Lucía se volcó en su carrera profesional y aparcó su vida personal. Tras varios años de trabajo constante, Lucía demostró ser una gran empleada y, con el tiempo, fue nombrada subdirectora.
El único hombre con el que trataba a menudo era su jefe. Don Ernesto siempre fue respetuoso y atento. Lucía comenzó a sentir cierta simpatía, pero él estaba casado y tenía hijos, así que Lucía no quería pensar en que pudiera haber algo más.
El caso de Ernesto fue diferente. Un día le confesó a Lucía que estaba dispuesto a dejar a su esposa y que llevaba tiempo enamorado de ella. Aseguró que no iba a desatender a su hija.
La experiencia anterior de Lucía había dejado una huella profunda y no sabía qué hacer.
Recordaba perfectamente las palabras que le dijo a la amante de su entonces marido: No puedes edificar la felicidad sobre el sufrimiento ajeno.
Pero Ernesto no cejaba en su empeño. Poco a poco, su relación laboral fue tornándose más cercana. Ernesto repetía la misma frase a Lucía: ya no amaba a su esposa, su boda había sido un error, ambos sufrían por esa indiferencia. Ella mantenía su postura. De hecho, había escuchado una conversación entre Ernesto y su esposa y sabía exactamente por lo que estaba pasando la otra mujer. Lucía no podía atreverse a alejarlo de su familia, y además temía enfrentar inevitablemente a la mujer. Y así fue, un día al salir del trabajo, Lucía vio que una mujer se dirigía hacia ella. Sin dudar, supo quién era.

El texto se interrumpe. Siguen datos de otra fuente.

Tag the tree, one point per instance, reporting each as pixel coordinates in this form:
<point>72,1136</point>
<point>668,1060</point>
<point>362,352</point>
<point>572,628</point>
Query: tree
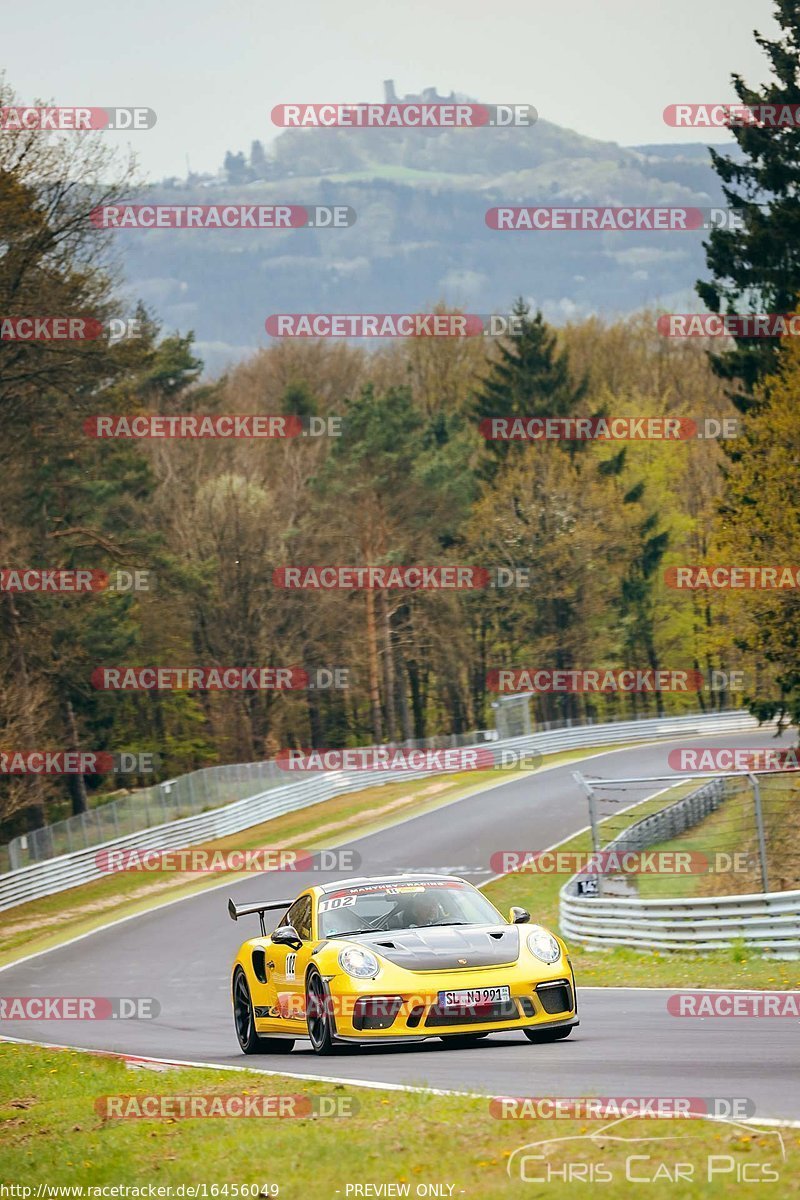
<point>529,377</point>
<point>759,525</point>
<point>758,264</point>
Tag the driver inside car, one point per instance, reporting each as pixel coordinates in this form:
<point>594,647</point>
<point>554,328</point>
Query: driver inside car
<point>419,911</point>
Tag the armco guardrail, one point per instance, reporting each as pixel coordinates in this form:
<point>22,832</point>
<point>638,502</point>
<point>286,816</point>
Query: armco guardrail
<point>70,870</point>
<point>767,921</point>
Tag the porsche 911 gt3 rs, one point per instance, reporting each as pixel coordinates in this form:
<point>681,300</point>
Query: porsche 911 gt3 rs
<point>397,959</point>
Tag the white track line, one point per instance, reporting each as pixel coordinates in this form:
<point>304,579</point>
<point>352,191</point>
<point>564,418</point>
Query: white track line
<point>227,883</point>
<point>335,1079</point>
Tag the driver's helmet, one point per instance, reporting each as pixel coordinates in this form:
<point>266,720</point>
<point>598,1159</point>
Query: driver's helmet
<point>423,910</point>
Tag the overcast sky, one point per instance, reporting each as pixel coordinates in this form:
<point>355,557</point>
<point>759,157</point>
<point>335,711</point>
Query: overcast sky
<point>212,71</point>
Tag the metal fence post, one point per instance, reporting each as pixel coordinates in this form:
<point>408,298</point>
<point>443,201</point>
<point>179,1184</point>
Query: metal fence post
<point>759,827</point>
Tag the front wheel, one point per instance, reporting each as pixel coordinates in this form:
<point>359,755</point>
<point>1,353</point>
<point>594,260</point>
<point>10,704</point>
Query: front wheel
<point>318,1015</point>
<point>245,1023</point>
<point>541,1036</point>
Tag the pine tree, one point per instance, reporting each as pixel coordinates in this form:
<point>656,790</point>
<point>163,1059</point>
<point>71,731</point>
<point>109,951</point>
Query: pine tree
<point>757,267</point>
<point>529,377</point>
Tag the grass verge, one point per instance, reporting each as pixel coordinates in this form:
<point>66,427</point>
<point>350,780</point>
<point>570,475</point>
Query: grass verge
<point>623,967</point>
<point>41,924</point>
<point>53,1134</point>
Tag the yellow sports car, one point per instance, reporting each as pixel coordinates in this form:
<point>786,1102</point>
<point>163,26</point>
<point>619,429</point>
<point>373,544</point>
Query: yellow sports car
<point>397,959</point>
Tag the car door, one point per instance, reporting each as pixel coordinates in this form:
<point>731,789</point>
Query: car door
<point>290,964</point>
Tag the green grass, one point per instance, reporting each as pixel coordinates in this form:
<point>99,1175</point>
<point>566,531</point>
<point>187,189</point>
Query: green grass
<point>41,924</point>
<point>52,1134</point>
<point>623,967</point>
<point>732,831</point>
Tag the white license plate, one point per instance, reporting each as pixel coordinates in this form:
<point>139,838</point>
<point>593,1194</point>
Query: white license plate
<point>465,996</point>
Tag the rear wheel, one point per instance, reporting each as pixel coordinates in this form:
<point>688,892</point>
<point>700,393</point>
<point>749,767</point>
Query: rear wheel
<point>540,1036</point>
<point>245,1023</point>
<point>318,1015</point>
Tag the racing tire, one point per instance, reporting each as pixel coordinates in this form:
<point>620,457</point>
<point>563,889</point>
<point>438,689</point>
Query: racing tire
<point>245,1023</point>
<point>541,1036</point>
<point>319,1019</point>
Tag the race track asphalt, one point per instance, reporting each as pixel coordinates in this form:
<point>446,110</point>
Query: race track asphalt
<point>627,1044</point>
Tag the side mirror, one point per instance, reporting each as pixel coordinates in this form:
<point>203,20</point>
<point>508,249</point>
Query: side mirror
<point>287,935</point>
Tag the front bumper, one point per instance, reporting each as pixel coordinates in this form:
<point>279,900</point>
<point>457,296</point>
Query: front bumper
<point>368,1012</point>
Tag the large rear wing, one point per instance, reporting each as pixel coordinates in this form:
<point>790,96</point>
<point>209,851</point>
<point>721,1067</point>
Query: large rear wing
<point>245,910</point>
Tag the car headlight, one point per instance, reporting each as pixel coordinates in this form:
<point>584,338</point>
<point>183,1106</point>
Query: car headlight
<point>358,963</point>
<point>543,946</point>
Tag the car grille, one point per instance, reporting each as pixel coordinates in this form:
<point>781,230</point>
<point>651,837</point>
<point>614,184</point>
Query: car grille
<point>469,1014</point>
<point>555,997</point>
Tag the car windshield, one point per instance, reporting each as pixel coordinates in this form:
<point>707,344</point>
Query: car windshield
<point>379,906</point>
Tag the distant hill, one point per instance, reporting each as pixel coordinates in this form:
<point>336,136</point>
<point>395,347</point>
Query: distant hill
<point>420,234</point>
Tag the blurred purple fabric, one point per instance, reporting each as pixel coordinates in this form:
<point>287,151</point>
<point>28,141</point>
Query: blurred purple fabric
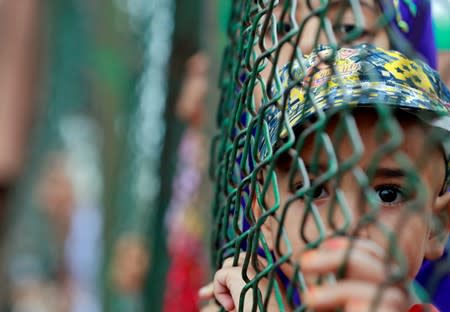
<point>419,34</point>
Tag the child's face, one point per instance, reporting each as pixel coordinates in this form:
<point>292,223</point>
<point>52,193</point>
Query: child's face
<point>413,230</point>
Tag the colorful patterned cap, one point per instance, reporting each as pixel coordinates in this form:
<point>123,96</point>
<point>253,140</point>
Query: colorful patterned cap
<point>360,76</point>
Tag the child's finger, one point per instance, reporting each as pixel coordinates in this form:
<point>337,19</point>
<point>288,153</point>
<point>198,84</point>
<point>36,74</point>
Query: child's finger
<point>206,292</point>
<point>228,285</point>
<point>344,293</point>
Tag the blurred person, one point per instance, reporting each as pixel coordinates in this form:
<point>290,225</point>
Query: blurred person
<point>19,33</point>
<point>19,59</point>
<point>441,23</point>
<point>185,220</point>
<point>74,219</point>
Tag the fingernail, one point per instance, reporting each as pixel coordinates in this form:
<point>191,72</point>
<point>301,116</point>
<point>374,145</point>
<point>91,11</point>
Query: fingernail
<point>205,290</point>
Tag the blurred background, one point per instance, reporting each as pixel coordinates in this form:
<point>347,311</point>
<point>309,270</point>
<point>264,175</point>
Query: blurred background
<point>107,110</point>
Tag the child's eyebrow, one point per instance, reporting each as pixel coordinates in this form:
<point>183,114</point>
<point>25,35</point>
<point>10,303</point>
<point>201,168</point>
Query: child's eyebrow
<point>389,173</point>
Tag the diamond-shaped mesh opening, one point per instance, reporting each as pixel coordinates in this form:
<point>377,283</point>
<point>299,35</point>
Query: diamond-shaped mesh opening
<point>321,137</point>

Cuando se acercó, la mujer se detuvo ante ella, atónita.
¿Eres tú? preguntó la mujer.
Sí, soy yo, respondió Lucía, apenas en un hilo de voz. Frente a ella estaba Clara.
Empezó a decirle a Lucía que había tenido razón desde el principio. “No puedes construir tu vida sobre el dolor de otra persona”.
¡Acuérdate de lo que me dijiste hace años! dijo Lucía fríamente.
Sí, me equivoqué. No tenía ningún derecho a quitarte a tu marido. Tarde o temprano todo se paga. Pero te suplico que no me lo quites a mí. Nunca he amado a nadie como a Ernesto. Por él dejé a tu exmarido. No puedo vivir sin él. Tú has estado antes en mi lugar, sabes cuánto duele. Tienes que comprenderme. Además, la vida es como un bumerán. Tú tienes una hija.
¡Cállate!, gritó Lucía.
Lucía no sentía ganas de vengarse, ni siquiera de Clara. Pero Ernesto consiguió convencerla de que tenía derecho a ser feliz.
Lucía, si sigo con Clara, seremos tres personas infelices: ella, tú y yo. Nada cambiará. No la quiero y, sinceramente, nunca la amé. Me dejé arrastrar por su insistencia. Tarde o temprano, la dejaré.
Lucía reflexionó y pensó que Ernesto estaría realmente mal con Clara. Y, en el fondo, ella también sería infeliz si él permanecía en ese matrimonio. Así, se dio la oportunidad de buscar su propia felicidad.
Hoy, tras pasar por todo aquello, aprendí que no podemos controlar los sentimientos ni el destino, pero siempre debemos actuar pensando también en el sufrimiento ajeno. La vida, tarde o temprano, nos da una lección de humildad.